Muchas vivencias del servicio prestado a Cuba en El Salvador se asocian con el nombre del religioso y profeta. En esos y otras experiencias tuve la oportunidad de conversar amplio y profundo sobre asuntos de la fe en El Salvador y Cuba y sobre la vida del propio arzobispo con sus colaboradores y su familia, con quienes lo conocieron o fueron sus contemporáneos. El propio Salvador Sánchez Cerén, comandante guerrillero y actual Presidente del país, tan radicalmente revolucionario como creyente, me explicó muchas veces cómo vivió aquellas misas del primado capitalino, que de un lado removían hasta los cimientos a la dictadura militar y a la oligarquía nacional, y del otro enardecían y llenaban de esperanzas y coraje al pueblo. También me narró cómo le llegó la noticia del asesinato, ya en la más absoluta clandestinidad y cómo el crimen fue la chispa que desató la revolución popular y antidictadorial en su país.

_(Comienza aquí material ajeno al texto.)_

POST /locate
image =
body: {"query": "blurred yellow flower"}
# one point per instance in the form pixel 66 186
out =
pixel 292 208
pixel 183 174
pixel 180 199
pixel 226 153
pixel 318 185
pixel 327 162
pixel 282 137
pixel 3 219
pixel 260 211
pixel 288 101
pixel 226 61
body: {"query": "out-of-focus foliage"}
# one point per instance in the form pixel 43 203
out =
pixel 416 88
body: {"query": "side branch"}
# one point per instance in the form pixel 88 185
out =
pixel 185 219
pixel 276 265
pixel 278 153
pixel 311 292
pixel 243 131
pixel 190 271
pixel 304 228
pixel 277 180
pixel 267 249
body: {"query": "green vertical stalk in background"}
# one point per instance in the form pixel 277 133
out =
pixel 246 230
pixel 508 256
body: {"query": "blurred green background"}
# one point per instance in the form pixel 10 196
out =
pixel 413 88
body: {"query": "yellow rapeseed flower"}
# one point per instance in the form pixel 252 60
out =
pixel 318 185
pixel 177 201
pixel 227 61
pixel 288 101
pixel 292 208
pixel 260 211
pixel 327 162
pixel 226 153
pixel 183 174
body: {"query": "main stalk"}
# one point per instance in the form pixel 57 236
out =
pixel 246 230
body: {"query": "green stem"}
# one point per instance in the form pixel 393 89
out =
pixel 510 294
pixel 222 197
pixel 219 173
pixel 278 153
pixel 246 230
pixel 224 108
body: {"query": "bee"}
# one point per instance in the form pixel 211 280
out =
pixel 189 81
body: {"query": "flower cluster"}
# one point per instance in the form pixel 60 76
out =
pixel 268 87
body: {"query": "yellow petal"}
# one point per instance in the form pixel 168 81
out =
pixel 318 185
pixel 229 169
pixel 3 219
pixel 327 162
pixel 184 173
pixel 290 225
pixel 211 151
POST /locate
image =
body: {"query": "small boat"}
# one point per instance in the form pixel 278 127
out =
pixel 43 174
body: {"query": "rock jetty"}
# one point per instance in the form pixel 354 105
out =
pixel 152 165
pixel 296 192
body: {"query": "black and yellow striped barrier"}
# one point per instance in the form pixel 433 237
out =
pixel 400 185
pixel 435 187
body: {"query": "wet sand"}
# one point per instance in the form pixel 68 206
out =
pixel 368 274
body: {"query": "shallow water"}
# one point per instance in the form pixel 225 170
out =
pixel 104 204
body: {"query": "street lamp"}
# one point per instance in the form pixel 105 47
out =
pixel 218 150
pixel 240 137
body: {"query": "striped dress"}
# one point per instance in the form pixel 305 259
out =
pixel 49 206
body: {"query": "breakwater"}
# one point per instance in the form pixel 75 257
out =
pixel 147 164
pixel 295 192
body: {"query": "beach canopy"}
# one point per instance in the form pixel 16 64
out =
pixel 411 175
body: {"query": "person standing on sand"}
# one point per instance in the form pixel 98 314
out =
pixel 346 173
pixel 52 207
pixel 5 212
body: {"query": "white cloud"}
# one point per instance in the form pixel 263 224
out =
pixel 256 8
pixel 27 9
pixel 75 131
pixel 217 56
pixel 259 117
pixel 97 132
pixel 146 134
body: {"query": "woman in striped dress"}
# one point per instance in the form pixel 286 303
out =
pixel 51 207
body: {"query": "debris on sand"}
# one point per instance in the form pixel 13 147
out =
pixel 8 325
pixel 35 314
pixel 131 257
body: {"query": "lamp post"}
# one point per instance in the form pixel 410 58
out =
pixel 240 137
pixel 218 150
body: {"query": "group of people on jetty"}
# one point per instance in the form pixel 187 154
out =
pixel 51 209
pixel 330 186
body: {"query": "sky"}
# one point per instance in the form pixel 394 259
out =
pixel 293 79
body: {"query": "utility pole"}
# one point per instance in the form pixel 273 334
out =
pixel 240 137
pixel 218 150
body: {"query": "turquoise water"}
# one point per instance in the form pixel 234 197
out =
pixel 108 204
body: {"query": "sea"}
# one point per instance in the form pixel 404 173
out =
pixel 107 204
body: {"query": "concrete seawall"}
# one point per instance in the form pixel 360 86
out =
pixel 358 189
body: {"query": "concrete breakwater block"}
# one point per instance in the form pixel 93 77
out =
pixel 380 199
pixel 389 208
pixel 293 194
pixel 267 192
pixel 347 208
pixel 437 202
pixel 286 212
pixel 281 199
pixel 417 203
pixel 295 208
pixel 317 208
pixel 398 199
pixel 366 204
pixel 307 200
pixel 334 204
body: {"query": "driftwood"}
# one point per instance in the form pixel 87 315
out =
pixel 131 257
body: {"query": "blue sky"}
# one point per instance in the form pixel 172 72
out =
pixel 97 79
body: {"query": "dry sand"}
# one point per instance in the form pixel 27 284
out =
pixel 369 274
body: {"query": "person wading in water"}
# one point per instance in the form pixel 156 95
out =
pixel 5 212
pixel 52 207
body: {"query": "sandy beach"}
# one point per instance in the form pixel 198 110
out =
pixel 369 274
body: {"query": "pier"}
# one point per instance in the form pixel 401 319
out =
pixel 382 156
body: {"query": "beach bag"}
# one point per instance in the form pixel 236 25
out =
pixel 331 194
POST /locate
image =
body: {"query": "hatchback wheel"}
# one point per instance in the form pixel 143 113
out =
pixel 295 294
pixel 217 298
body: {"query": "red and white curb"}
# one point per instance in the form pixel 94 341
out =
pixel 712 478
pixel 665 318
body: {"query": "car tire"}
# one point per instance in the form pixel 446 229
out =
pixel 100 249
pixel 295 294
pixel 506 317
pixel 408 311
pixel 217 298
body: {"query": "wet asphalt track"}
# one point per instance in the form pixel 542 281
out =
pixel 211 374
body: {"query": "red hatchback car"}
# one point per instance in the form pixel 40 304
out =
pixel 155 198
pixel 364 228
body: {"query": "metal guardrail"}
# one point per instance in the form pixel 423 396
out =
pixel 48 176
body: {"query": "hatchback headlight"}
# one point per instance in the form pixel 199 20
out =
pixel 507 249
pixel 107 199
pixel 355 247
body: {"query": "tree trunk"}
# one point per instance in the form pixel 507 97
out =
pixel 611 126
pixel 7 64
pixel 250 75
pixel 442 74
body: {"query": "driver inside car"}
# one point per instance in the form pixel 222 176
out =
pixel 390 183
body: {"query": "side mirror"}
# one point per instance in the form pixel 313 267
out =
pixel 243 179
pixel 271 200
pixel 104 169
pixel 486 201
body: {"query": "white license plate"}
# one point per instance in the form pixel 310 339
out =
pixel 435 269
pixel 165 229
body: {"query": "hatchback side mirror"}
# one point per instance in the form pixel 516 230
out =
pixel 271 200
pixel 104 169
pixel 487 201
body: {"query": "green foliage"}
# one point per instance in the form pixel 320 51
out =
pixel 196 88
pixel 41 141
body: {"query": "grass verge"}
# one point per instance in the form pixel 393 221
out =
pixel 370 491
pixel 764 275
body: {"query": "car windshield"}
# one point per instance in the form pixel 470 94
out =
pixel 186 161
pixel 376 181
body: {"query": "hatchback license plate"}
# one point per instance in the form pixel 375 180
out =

No hace falta discutir sobre Dios, lo divino y lo terrenal para inspirar, unir a una nación entera y guiarla espiritualmente a través de los derroteros del tiempo y la historia. Oscar Arnulfo Romero y Galdamez lo logró con su propio crecimiento humano y espiritual, desde el más elemental conservadurismo donde lo ubican unos, hasta asociarlo otros con la teología de la liberación en la que jamás comulgó. Lo único cierto es que el Obispo Mártir resucitó en la gente y está hoy en el cielo de América; en la cima y el fuego de sus volcanes, en la humedad y el misterio de sus selvas, en el caudal de sus ríos y las olas de sus mares, santificado por el pueblo todo: blancos, negros, indios, mestizos, creyentes, ateos, agnósticos, pobres, medios y hasta ricos. El habló por cada uno de ellos cuando estaba prohibido hablar, y ese puede ser un milagro mayor, sin códice y único.